A claims professional uses an iPad to process a claim related to a fender bender.

Claims professionals step in to help people, fulfilling the promise insurance companies make to reimburse them for unexpected financial losses.

Karen Hope’s always busy as a team manager for State Farm Insurance in Baton Rouge, La., but there’s one thing that makes the beginning of the year extra hectic.

“Once Mardi Gras starts is when the craziness kicks in,” she said, adding that it’s “a little more tame [here] and family-oriented than what you see in New Orleans, but there’s always an awful lot going on here.”

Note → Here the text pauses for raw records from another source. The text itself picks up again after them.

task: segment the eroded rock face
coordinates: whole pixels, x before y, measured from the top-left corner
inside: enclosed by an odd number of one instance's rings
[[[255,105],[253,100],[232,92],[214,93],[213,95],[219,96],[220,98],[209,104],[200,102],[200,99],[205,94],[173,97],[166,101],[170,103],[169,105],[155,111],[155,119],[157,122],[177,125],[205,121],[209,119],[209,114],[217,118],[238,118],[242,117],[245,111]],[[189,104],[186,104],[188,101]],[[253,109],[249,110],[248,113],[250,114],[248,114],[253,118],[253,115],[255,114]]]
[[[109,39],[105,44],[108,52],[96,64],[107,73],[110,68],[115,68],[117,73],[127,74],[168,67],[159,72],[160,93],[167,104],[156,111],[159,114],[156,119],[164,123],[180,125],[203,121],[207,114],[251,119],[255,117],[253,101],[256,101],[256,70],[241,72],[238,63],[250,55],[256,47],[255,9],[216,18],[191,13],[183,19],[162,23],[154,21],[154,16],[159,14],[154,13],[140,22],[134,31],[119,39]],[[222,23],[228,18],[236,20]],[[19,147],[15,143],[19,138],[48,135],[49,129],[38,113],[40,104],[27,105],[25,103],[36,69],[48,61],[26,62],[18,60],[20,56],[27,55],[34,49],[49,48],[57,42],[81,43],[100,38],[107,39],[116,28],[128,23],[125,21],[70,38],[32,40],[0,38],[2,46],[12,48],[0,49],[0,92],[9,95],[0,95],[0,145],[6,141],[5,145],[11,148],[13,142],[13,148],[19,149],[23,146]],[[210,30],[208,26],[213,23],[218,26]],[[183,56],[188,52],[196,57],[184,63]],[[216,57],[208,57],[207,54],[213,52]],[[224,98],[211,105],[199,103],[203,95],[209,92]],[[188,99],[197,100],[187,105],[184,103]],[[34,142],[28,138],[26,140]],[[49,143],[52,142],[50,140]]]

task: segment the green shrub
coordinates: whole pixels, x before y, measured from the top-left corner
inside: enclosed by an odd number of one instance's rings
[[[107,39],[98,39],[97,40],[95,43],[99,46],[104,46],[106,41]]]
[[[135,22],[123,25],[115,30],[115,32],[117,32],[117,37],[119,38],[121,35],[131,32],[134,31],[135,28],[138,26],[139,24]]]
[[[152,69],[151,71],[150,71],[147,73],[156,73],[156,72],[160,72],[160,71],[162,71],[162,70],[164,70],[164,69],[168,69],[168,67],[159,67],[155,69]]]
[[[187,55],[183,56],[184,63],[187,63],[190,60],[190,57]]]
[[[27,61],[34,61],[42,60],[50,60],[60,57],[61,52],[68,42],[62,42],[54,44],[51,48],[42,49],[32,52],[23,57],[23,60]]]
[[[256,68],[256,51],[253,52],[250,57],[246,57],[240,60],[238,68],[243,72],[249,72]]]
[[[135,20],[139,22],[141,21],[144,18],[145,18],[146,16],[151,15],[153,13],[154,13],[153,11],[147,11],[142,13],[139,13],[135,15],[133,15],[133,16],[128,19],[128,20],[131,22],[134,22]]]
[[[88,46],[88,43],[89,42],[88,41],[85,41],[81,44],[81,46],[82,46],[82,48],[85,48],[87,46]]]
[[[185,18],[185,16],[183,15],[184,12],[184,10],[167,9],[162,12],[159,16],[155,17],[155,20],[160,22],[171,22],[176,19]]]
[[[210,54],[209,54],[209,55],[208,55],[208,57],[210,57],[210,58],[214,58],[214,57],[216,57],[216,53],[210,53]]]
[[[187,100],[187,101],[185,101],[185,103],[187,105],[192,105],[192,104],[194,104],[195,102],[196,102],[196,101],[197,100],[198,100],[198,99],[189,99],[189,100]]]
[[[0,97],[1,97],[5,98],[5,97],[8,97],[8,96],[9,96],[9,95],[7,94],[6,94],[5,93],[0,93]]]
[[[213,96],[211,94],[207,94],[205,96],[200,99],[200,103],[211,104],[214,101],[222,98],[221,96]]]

And when there’s a lot going on, well, things can be broken or damaged. That’s when Karen and her team of claims professionals step in to help people, fulfilling the promise insurance companies make to reimburse them for unexpected financial losses.

Of course, she didn’t always plan on making insurance her career. After majoring in journalism and communications, she found an opportunity in the insurance industry at a great company with great benefits. Since then, she’s held nearly every insurance job under the sun, with a heavy focus on claims. But she knows that not many people outside the industry understand what those jobs entailed.

“Talking to noninsurance people is funny,” she said. “Their idea of what insurance professionals and claims specialists do is so off base it can get quite comical.”

There are a lot of different job titles under the umbrella of “claims professional,” but they’re all focused on reacting to insurable losses and making sure that customers get the reimbursement they’re entitled to — that’s why MyPath refers to them as the Protectors of Promises.

Claims pros need to have a strong attention to detail. The ability to really dig into the nitty gritty of a claim or policy is a must. But they need to have strong people skills, too. They need to be able to listen to and empathize with policyholders who are going through a tough time in their lives and looking for reassurance and answers.

“It’s not a job for the faint of heart. You have to want to be in public service,” Hope says. “Sometimes you have to deliver bad news. You need to have your facts straight and have correct explanations for policyholders. It’s so important to make sure people understand you’re there to help. Claims professionals provide a great service. I’d hate to not have coverage when [I] need it.”

Let’s dig into what jobs people in the claims field are doing. On the front lines, there are claims adjusters, appraisers, examiners and investigators. They are the people evaluating the claims. They spend a lot of time out of the office looking into damaged buildings or vehicles. In 2014, the median salary of these claims pros was $62,300, according to the Bureau of Labor Statistics (BLS).

There are plenty of job opportunities for claims adjusters and investigators, but the field is competitive. The BLS projects a 3 percent growth in the industry over the next 10 years, which is slower than the average of all industries. Here’s why: the feds predict that safer cars will result in fewer car accidents and auto claims to be investigated. Claims jobs in the health insurance field, however, are expected to increase significantly.

Behind the scenes, claims and policyholder services clerks keep the claims process running like a well-oiled machine. They’re the ones who chase down details needed for a policy and verify the little details that make insurance work. It’s why we like to call them the Wizards of Clause.

For many, it’s a great starting point for an insurance career. They’re essential to the industry, which is why there are more than 250,000 claims and policyholder services clerks in the U.S. — and 88,000 more jobs are expected to be added in the next decade. These pros tend to earn between $36,000 and $55,000 a year.

Regardless of specific job titles, any claims professional who’s been in the business a while is bound to have some pretty good stories.

“Get a group of claims pros together, and everyone is going to start telling war stories about the claims they’ve handled,” Hope says. “It’s going to be loud. It’s going to be funny — mostly. Everyone is going to try to one-up each other on the craziest claims they’ve seen.”